Quando si parla di calcio, ed in particolare della Serie A italiana, a volte il dubbio che fattori esterni possano inficiare il risultato globale di un campionato può sorgere, ma la tentazione di scomodare alibi esterni (per quanto credibili e piuttosto probabili…) va allontanata il più possibile. Nel caso specifico del Torino di quest'anno, sappiamo che ci sono stati episodi dubbi valutati male, o addirittura non valutati proprio, da arbitri e VAR, sappiamo che alcuni giocatori chiave comprati sul mercato (in primis Soriano e Zaza) sono stati insufficienti nel loro rendimento e che alcuni infortuni (Iago, Parigini e Djidji) nel momento topico della stagione hanno accorciato la già molto corta panchina granata privando la squadra di alternative di qualità, ma nel complesso questa buona stagione di Belotti e compagni merita un finale all'altezza. Sarebbe un delitto non provare fino in fondo a raggiungere i 66 punti per avere la consapevolezza di non aver lasciato nulla di intentato nel percorso di raggiungimento dell'obiettivo prefissato. Solo allora, se il destino del Toro sarà stato deciso dai risultati altrui, ci sarà il tempo e il modo per analizzare le cause che hanno portato un punto ad essere così decisivo al momento di tirare le somme. Tutto sembra indicare un finale indigesto, ma non è questo il momento di recriminare, di abbattersi, né men che meno di mollare. È il momento, se non di prendere in mano il proprio destino perché oggettivamente impossibile, di arrivare al traguardo caricando a testa bassa. E se si sarà perso (ma non è detto), lo si farà a testa molto alta.
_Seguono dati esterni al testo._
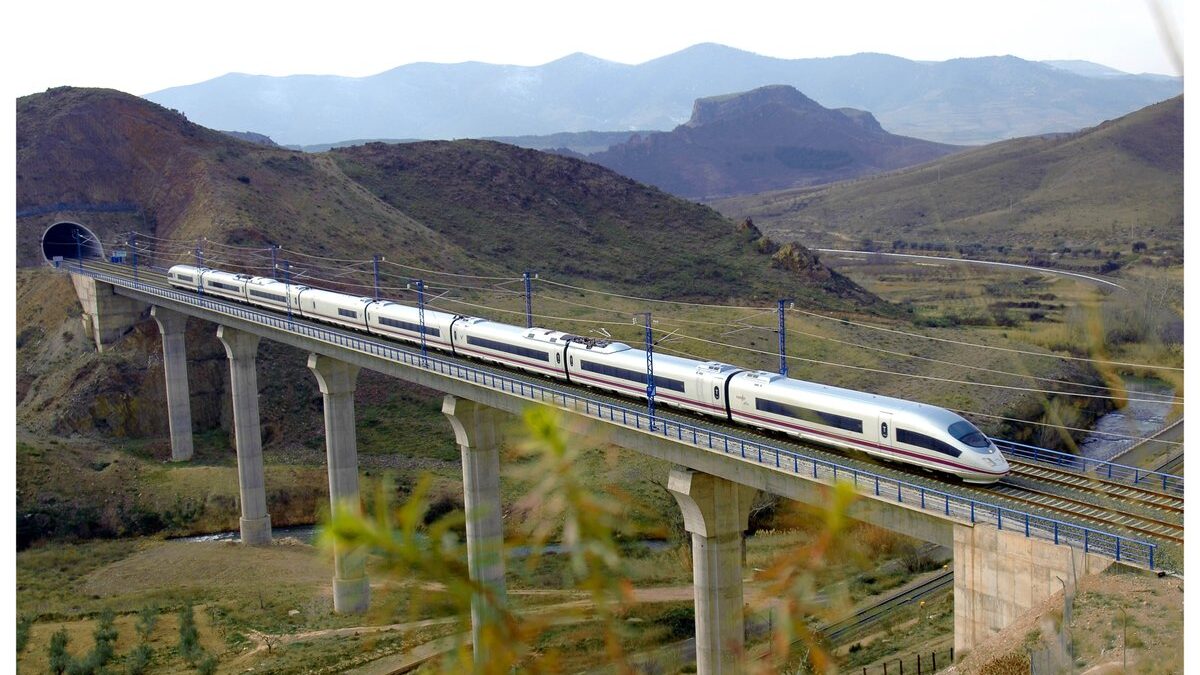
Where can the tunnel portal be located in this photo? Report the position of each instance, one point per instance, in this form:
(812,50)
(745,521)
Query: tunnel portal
(59,239)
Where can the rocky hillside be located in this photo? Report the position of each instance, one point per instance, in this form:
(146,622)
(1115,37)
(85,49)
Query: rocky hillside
(769,138)
(1101,190)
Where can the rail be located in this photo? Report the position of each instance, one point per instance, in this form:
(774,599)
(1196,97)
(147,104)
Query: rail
(1117,547)
(1108,470)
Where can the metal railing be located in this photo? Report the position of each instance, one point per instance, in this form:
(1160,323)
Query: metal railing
(1101,469)
(946,505)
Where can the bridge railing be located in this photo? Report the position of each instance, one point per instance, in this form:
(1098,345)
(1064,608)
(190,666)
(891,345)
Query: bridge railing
(1101,469)
(1117,547)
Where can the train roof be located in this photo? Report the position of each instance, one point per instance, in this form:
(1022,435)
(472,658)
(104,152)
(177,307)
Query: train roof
(775,382)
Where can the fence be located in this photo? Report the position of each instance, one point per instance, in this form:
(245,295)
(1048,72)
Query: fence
(885,488)
(918,663)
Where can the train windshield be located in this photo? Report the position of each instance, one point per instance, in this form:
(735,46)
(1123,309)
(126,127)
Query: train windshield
(967,434)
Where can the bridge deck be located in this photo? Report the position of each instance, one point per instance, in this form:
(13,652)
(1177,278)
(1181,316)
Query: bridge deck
(730,453)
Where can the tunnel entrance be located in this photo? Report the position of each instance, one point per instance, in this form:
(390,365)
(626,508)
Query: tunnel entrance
(59,239)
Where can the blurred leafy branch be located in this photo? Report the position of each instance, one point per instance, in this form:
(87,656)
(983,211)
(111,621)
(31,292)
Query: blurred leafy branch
(431,556)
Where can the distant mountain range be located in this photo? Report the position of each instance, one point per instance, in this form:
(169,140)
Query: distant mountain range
(1093,195)
(957,101)
(768,138)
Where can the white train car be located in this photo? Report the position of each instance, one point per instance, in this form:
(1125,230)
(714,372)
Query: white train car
(334,308)
(892,429)
(274,294)
(679,382)
(186,276)
(403,322)
(223,284)
(535,350)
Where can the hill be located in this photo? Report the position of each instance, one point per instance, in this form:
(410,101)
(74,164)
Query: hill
(115,163)
(1098,191)
(963,101)
(768,138)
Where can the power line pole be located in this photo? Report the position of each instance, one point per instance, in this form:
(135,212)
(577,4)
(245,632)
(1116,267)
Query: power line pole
(649,366)
(783,336)
(375,264)
(528,300)
(420,315)
(287,287)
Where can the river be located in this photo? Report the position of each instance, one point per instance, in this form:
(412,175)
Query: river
(1139,418)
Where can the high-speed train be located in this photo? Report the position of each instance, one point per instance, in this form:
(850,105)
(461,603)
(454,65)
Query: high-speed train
(893,429)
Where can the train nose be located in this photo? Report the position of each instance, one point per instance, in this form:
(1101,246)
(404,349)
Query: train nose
(997,461)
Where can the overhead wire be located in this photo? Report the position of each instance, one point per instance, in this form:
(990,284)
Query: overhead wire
(868,326)
(671,350)
(931,377)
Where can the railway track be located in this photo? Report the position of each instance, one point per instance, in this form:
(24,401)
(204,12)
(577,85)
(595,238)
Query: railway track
(1110,517)
(1042,500)
(845,629)
(1101,487)
(1171,465)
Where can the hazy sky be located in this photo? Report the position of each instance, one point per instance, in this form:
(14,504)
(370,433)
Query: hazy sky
(142,47)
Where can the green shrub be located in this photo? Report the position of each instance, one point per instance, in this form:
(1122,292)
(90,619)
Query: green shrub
(138,661)
(58,652)
(23,625)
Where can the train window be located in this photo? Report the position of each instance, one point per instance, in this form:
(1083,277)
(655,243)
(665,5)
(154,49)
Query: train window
(816,417)
(631,375)
(268,296)
(411,326)
(510,348)
(929,443)
(966,432)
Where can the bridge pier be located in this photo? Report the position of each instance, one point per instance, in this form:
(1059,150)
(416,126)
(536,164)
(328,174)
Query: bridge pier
(174,363)
(106,315)
(717,513)
(241,347)
(1000,574)
(337,381)
(477,429)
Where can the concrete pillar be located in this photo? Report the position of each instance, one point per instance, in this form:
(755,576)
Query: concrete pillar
(337,380)
(243,347)
(717,513)
(477,429)
(174,364)
(999,575)
(106,315)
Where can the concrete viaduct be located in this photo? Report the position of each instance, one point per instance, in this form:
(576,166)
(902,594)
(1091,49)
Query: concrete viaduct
(1002,563)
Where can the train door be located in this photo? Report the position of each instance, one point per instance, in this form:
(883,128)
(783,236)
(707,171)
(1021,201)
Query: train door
(885,430)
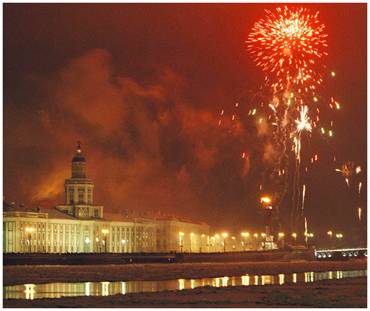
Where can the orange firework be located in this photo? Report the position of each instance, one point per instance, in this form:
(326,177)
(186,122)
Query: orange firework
(288,46)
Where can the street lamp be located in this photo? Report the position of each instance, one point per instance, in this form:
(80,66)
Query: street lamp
(29,231)
(266,205)
(217,236)
(191,241)
(181,240)
(281,236)
(105,233)
(201,241)
(294,236)
(225,235)
(244,235)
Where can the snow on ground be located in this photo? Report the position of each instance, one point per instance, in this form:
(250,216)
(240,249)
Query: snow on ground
(90,273)
(329,294)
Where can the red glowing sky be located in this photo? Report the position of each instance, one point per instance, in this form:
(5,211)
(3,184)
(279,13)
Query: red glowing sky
(141,86)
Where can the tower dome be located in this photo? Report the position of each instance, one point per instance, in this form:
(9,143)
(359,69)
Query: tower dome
(78,163)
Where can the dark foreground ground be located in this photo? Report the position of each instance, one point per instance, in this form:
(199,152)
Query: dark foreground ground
(46,274)
(329,294)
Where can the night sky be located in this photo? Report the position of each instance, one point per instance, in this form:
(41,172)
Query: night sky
(142,86)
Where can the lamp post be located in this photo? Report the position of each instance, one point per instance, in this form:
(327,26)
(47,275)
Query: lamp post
(105,233)
(244,235)
(294,236)
(339,236)
(98,245)
(29,231)
(281,236)
(267,207)
(201,241)
(181,240)
(217,236)
(225,235)
(191,240)
(308,236)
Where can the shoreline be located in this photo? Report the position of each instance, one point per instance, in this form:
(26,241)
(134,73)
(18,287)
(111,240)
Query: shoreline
(323,294)
(37,274)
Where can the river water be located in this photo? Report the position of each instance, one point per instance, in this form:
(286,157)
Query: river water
(58,290)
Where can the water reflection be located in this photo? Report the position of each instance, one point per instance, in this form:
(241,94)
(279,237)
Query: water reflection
(57,290)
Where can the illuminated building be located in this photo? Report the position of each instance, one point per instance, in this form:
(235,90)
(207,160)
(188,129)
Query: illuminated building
(79,226)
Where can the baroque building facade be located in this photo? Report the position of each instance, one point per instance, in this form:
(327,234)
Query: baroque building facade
(79,226)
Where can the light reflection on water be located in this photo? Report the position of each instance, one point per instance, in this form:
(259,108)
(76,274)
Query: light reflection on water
(57,290)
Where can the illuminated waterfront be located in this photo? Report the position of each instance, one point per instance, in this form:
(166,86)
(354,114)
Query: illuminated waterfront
(58,290)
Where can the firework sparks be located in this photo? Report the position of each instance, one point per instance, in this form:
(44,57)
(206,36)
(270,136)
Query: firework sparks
(303,123)
(288,45)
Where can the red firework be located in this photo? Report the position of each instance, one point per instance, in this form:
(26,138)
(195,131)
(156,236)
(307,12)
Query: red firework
(288,46)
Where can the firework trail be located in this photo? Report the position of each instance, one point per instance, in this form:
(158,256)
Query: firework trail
(353,177)
(289,45)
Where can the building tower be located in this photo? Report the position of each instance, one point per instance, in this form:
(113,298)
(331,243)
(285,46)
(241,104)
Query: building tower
(78,191)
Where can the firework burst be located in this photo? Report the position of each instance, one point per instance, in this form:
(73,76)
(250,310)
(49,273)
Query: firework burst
(288,46)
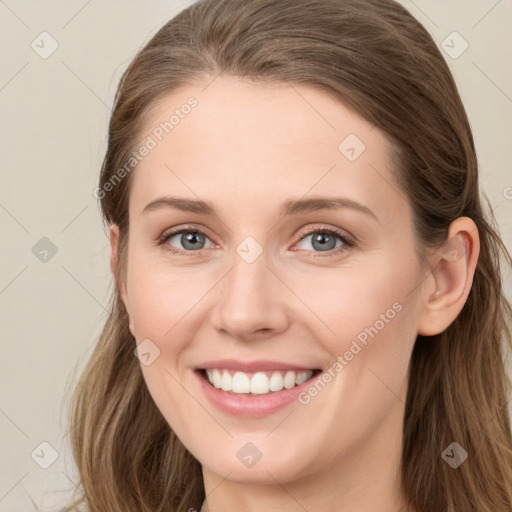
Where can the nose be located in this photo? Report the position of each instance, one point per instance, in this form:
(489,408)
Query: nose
(251,301)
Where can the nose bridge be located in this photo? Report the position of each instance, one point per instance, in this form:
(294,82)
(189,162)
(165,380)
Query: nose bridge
(250,294)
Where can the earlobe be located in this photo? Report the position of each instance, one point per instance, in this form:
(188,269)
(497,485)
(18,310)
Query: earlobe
(451,278)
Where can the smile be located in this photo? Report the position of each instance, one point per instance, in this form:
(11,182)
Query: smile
(257,383)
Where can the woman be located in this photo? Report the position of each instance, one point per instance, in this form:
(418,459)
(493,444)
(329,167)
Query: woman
(308,312)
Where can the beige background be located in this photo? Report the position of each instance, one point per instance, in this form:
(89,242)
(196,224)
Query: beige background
(53,136)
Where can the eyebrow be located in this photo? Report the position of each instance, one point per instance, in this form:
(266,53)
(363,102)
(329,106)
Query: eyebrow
(289,207)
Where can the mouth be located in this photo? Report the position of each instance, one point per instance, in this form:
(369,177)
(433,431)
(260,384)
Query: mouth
(258,383)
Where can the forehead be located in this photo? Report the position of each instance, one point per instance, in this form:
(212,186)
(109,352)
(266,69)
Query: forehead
(252,145)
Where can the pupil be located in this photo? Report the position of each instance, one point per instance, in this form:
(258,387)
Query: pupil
(322,238)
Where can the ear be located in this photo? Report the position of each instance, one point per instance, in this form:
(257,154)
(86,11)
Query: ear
(450,281)
(114,266)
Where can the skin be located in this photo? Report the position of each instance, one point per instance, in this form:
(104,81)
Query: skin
(246,148)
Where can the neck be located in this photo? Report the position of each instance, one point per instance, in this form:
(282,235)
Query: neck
(364,479)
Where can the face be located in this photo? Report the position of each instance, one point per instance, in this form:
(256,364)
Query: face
(304,263)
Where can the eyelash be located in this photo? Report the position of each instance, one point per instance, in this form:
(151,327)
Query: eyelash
(347,243)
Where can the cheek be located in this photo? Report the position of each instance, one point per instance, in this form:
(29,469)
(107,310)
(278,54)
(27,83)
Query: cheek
(159,298)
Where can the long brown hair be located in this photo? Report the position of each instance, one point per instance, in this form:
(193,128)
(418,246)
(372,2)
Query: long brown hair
(377,59)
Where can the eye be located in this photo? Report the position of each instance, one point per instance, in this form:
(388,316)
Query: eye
(190,238)
(323,240)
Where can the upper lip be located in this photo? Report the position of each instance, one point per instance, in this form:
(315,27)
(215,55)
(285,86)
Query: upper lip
(251,366)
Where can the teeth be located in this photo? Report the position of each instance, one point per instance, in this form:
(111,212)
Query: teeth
(259,383)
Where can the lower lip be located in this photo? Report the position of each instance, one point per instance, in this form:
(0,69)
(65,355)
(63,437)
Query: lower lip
(248,406)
Da tempo opinionista di Toro News, do voce al tifoso della porta accanto che c’è in ognuno di noi. Laureato in Economia, scrivere è sempre stata la mia passione anche se non è mai diventato il mio lavoro. Tifoso del Toro fino al midollo, ottimista ad oltranza, nella vita meglio un tackle di un colpo di tacco. Motto: non è finita finchè non è finita.